Bring in census data for populations of New York counties. These are estimates from the 2010 census.
setwd("C:/Users/rsaidi/Dropbox/Rachel/MontColl/Datasets/Datasets")
nypop <- read_csv("nyc_census_pop_2020.csv")Clean the county name to match the other dataset
Rename the variable “Geography” as “county” so that it matches in the other dataset.
nypop$`Area Name` <- gsub(" County", "", nypop$`Area Name`)
nypop2 <- nypop |>
rename(county = `Area Name`)|>
select(county, `2020 Census Population`)
head(nypop2)# A tibble: 6 × 2
county `2020 Census Population`
<chr> <dbl>
1 Albany 314848
2 Allegany 46456
3 Bronx 1472654
4 Broome 198683
5 Cattaraugus 77042
6 Cayuga 76248
Join the hate2 data with nypop
datajoin <- left_join(hate2, nypop2, by=c("county"))
datajoin# A tibble: 127 × 5
# Groups: complaintyearnumber, county [35]
complaintyearnumber county biasmotivedescription n 2020 Census Populati…¹
<dbl> <chr> <chr> <int> <dbl>
1 2024 KINGS ANTI-JEWISH 152 NA
2 2024 NEW Y… ANTI-JEWISH 136 NA
3 2025 KINGS ANTI-JEWISH 136 NA
4 2019 KINGS ANTI-JEWISH 128 NA
5 2023 KINGS ANTI-JEWISH 126 NA
6 2022 KINGS ANTI-JEWISH 125 NA
7 2023 NEW Y… ANTI-JEWISH 124 NA
8 2025 NEW Y… ANTI-JEWISH 110 NA
9 2022 NEW Y… ANTI-JEWISH 104 NA
10 2021 NEW Y… ANTI-ASIAN 84 NA
# ℹ 117 more rows
# ℹ abbreviated name: ¹`2020 Census Population`
It didn’t work - the new column has NA values
The counties are upper case in hate2 and mixed in nypop
hate_new <- hate2 |>
mutate(county = as_factor(str_to_lower(as.character(county))))
nypop_new <- nypop2 |>
mutate(county = as_factor(str_to_lower(as.character(county))))Try joining again
datajoin <- left_join(hate_new, nypop_new, by=c("county"))
datajoin# A tibble: 127 × 5
# Groups: complaintyearnumber, county [35]
complaintyearnumber county biasmotivedescription n 2020 Census Populati…¹
<dbl> <fct> <chr> <int> <dbl>
1 2024 kings ANTI-JEWISH 152 2736074
2 2024 new y… ANTI-JEWISH 136 1694251
3 2025 kings ANTI-JEWISH 136 2736074
4 2019 kings ANTI-JEWISH 128 2736074
5 2023 kings ANTI-JEWISH 126 2736074
6 2022 kings ANTI-JEWISH 125 2736074
7 2023 new y… ANTI-JEWISH 124 1694251
8 2025 new y… ANTI-JEWISH 110 1694251
9 2022 new y… ANTI-JEWISH 104 1694251
10 2021 new y… ANTI-ASIAN 84 1694251
# ℹ 117 more rows
# ℹ abbreviated name: ¹`2020 Census Population`
Calculate the rate of incidents per 100,000. Then arrange in descending order
datajoinrate <- datajoin |>
mutate(rate = n/`2020 Census Population`* 100000) |>
arrange(desc(rate))
datajoinrate# A tibble: 127 × 6
# Groups: complaintyearnumber, county [35]

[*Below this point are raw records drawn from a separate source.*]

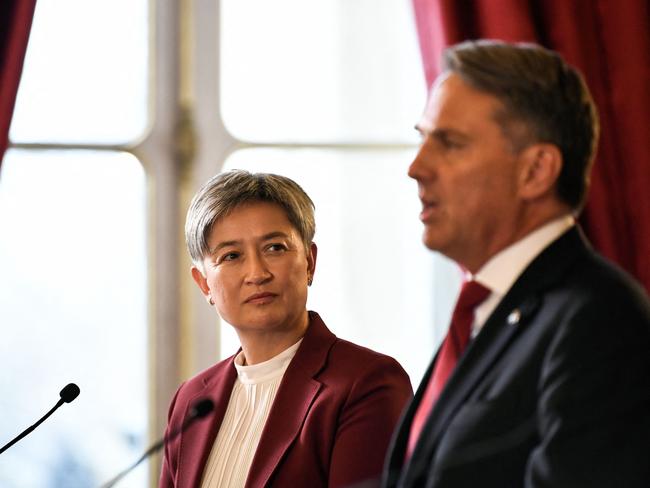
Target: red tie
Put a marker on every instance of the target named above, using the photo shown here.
(471, 295)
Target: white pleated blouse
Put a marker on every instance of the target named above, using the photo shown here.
(248, 408)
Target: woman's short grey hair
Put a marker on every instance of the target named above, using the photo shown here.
(226, 191)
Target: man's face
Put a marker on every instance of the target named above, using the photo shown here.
(467, 174)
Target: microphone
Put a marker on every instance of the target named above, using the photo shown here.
(69, 393)
(200, 409)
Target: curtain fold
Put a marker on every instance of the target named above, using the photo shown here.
(609, 41)
(15, 23)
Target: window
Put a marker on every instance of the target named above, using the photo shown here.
(327, 93)
(73, 258)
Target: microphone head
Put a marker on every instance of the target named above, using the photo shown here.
(201, 408)
(69, 392)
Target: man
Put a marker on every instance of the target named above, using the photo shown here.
(548, 382)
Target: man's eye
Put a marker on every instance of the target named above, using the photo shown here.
(277, 247)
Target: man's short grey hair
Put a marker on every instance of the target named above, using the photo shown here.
(537, 87)
(226, 191)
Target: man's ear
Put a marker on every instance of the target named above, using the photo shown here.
(200, 280)
(311, 259)
(540, 169)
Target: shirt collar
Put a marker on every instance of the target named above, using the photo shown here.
(503, 269)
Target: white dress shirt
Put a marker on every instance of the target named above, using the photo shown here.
(503, 269)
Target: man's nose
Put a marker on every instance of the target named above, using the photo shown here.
(422, 164)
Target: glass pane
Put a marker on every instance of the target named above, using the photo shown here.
(320, 71)
(374, 282)
(85, 73)
(73, 309)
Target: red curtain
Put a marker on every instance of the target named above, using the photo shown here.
(609, 41)
(15, 22)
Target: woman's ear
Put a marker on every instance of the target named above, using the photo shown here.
(201, 281)
(311, 260)
(540, 170)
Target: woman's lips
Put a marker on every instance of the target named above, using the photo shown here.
(261, 298)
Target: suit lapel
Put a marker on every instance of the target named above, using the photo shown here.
(516, 309)
(197, 441)
(292, 402)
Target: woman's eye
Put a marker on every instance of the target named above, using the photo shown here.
(231, 256)
(277, 247)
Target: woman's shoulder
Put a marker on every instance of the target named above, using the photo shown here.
(217, 372)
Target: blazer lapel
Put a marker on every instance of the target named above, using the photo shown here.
(196, 443)
(513, 313)
(292, 402)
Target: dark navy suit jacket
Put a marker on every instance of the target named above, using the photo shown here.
(553, 392)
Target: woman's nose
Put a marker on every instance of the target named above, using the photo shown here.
(257, 271)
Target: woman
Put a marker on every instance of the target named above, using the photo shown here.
(296, 406)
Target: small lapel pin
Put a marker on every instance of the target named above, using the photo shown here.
(513, 318)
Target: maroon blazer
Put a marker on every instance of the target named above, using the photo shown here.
(330, 423)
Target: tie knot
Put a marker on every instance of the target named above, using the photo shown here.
(471, 294)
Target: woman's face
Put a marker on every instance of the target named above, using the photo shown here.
(257, 270)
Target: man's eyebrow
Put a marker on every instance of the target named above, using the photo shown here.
(273, 235)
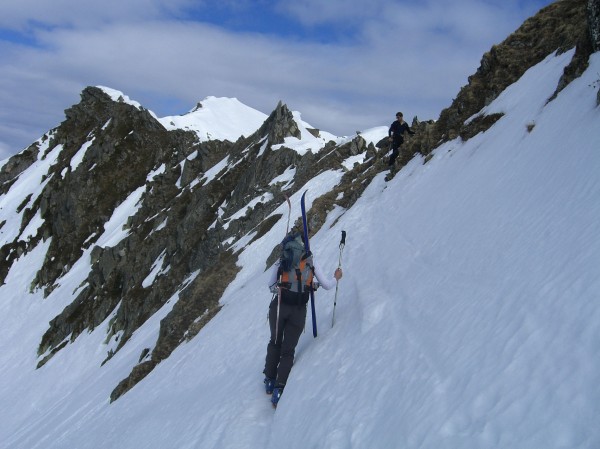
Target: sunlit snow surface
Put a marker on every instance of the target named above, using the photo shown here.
(467, 316)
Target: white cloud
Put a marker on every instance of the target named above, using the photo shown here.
(397, 55)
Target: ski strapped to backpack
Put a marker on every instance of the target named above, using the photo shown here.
(287, 229)
(295, 266)
(307, 250)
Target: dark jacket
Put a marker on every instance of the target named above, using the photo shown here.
(397, 129)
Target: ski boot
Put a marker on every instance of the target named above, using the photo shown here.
(269, 385)
(277, 392)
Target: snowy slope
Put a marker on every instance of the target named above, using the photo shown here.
(218, 119)
(467, 316)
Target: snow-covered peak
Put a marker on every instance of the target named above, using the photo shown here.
(218, 119)
(119, 96)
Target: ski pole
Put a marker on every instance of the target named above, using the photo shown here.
(342, 244)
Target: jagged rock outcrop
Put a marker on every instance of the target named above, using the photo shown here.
(557, 27)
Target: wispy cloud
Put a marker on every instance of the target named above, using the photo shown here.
(345, 66)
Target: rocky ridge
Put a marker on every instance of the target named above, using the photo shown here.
(186, 218)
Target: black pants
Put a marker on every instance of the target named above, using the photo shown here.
(280, 352)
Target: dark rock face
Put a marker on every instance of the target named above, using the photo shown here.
(560, 26)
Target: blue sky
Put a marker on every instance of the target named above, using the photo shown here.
(346, 66)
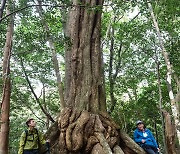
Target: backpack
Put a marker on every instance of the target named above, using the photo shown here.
(41, 148)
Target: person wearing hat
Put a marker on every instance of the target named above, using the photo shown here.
(31, 139)
(145, 138)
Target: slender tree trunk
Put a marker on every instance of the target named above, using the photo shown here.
(5, 104)
(174, 106)
(160, 105)
(3, 3)
(34, 94)
(170, 133)
(54, 55)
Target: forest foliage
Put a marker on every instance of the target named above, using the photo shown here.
(130, 50)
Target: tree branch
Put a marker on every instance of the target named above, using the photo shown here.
(29, 6)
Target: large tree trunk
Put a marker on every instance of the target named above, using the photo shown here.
(84, 124)
(5, 104)
(174, 104)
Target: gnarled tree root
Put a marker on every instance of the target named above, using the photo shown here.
(83, 132)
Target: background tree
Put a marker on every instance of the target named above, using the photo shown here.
(5, 104)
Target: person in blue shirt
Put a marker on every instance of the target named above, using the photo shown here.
(145, 138)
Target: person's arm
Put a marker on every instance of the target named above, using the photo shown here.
(21, 143)
(153, 139)
(136, 139)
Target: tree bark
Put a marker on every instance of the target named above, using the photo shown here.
(170, 133)
(84, 124)
(174, 106)
(3, 3)
(5, 104)
(84, 73)
(160, 104)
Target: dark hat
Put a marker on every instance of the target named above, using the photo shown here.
(139, 122)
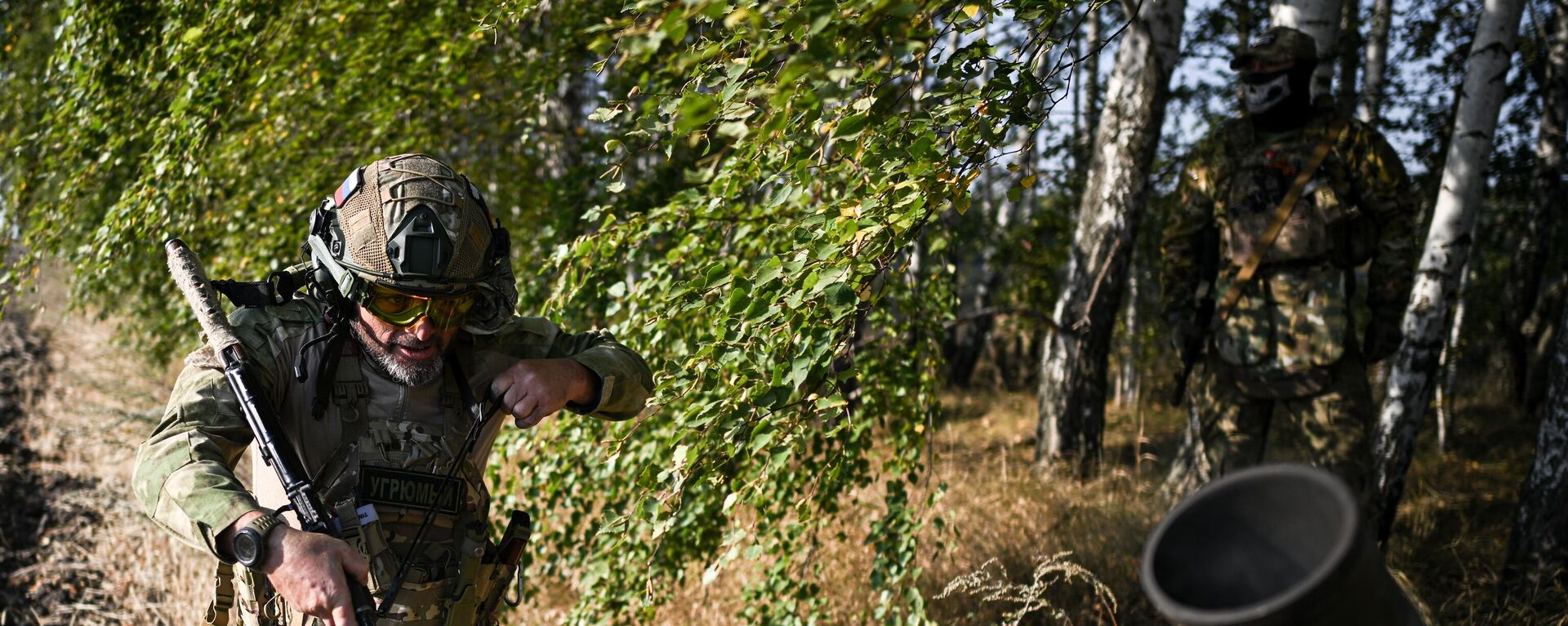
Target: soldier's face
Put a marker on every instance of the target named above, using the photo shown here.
(410, 353)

complaintyearnumber county biasmotivedescription n 2020 Census Populati…¹
<dbl> <fct> <chr> <int> <dbl>
1 2024 new y… ANTI-JEWISH 136 1694251
2 2023 new y… ANTI-JEWISH 124 1694251
3 2025 new y… ANTI-JEWISH 110 1694251
4 2022 new y… ANTI-JEWISH 104 1694251
5 2024 kings ANTI-JEWISH 152 2736074
6 2025 kings ANTI-JEWISH 136 2736074
7 2021 new y… ANTI-ASIAN 84 1694251
8 2021 new y… ANTI-JEWISH 84 1694251
9 2019 kings ANTI-JEWISH 128 2736074
10 2023 kings ANTI-JEWISH 126 2736074
# ℹ 117 more rows
# ℹ abbreviated name: ¹`2020 Census Population`
# ℹ 1 more variable: rate <dbl>
Notice that the highest rates of hate crimes happened in:
New York and Kings counties
Your turn!
Once you complete this tutorial, include an essay of about 150-200 words which that answers the following questions:
Write about the positive and negative aspects of this hatecrimes dataset.
List 2 different paths you could hypothetically like to study about this dataset at some future point.